Cove Point 1828 - Still an Active Lighthouse
Cove Point is still an active lighthouse in Lusby near Calvert Cliffs at the narrowest part of the Chesapeake Bay. In addition to Calvert Cliffs, where there is a state park and fossiling possibilities, you can see a nuclear power plant from the bay at this point and the LNG platform to the north (on the right of the photograph). The two insets are different views of the lighthouse as we sailed past in one of my first attempts at digital photography.
The Cove Point, MD Lighthouse was built in 1828 and still retains the original caisson with octagonal brick dwelling / light tower. It is 51 feet tall and was build by John Donohoo, the same person who built the Concord Point light (which is an earlier light, which I have not yet seen). It cost less to build than Congress budgeted for it.
Originally 11 lamps were used, each with a 18" reflector. These were replaced in 1855 with a fifth order Fresnel lens, then again in 1899 with a fourth order lens. While the light is now electrified, the old winding mechanism and counterweights are still in working order. Like other land based lights on the Bay, the keepers dwelling began as a simple single story home and was later enlarged (1883) by the addition of a second story. Several fog bell towers have also graced the site over the years.

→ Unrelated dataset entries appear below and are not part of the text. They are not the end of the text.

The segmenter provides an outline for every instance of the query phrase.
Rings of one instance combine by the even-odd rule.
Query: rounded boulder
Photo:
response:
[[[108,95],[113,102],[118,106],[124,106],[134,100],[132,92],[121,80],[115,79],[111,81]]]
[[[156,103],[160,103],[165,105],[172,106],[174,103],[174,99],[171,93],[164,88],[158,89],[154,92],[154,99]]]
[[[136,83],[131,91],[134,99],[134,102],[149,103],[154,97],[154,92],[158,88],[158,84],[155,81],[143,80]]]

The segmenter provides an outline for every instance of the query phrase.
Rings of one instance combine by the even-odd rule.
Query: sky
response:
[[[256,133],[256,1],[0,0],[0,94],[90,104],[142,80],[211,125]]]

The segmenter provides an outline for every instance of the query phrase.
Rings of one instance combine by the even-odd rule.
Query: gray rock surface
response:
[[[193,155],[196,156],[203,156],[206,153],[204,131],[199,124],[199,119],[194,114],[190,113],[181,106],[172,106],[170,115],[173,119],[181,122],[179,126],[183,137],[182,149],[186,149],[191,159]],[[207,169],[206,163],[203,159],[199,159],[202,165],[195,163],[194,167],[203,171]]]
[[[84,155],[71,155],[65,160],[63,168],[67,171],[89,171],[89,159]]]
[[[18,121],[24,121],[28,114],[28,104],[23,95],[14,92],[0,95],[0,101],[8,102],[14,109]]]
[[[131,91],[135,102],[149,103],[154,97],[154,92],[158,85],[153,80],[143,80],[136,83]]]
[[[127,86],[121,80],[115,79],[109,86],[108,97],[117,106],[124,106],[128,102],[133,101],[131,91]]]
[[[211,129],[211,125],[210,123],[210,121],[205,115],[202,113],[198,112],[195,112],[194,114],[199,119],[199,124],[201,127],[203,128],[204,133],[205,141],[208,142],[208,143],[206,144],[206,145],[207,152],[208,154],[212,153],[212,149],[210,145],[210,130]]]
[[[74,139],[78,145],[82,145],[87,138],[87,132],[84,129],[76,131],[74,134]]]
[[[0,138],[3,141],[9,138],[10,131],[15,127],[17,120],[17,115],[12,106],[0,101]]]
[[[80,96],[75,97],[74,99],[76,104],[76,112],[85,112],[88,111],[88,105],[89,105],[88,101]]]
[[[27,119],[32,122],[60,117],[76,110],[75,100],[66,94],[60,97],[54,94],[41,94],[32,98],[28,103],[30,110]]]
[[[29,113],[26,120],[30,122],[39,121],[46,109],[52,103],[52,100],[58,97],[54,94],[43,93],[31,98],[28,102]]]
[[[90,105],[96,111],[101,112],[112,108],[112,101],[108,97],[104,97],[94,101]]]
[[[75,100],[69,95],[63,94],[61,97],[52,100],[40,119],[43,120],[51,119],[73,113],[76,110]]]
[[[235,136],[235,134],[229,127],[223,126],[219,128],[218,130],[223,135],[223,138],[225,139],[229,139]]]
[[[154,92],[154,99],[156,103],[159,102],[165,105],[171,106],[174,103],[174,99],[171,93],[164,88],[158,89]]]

The lighthouse was deeded to the Calvert Maritime Museum in 2000 and there are shuttle buses twice a day on weekends and Holidays, May and September, and daily June, July and August. The lighthouse is closed October through May.
Admission is free with payment of admission to the Museum (normal adult admission is $7.00) . Cove Pt. Access is only available by shuttle bus from the Museum in Solomons. You can NOT drive directly to the lighthouse.
WARNING: If there are not enough volunteers working at the museum, the the shuttle bus does not run, regardless of the schedule. I still have not visited this lighthouse by land.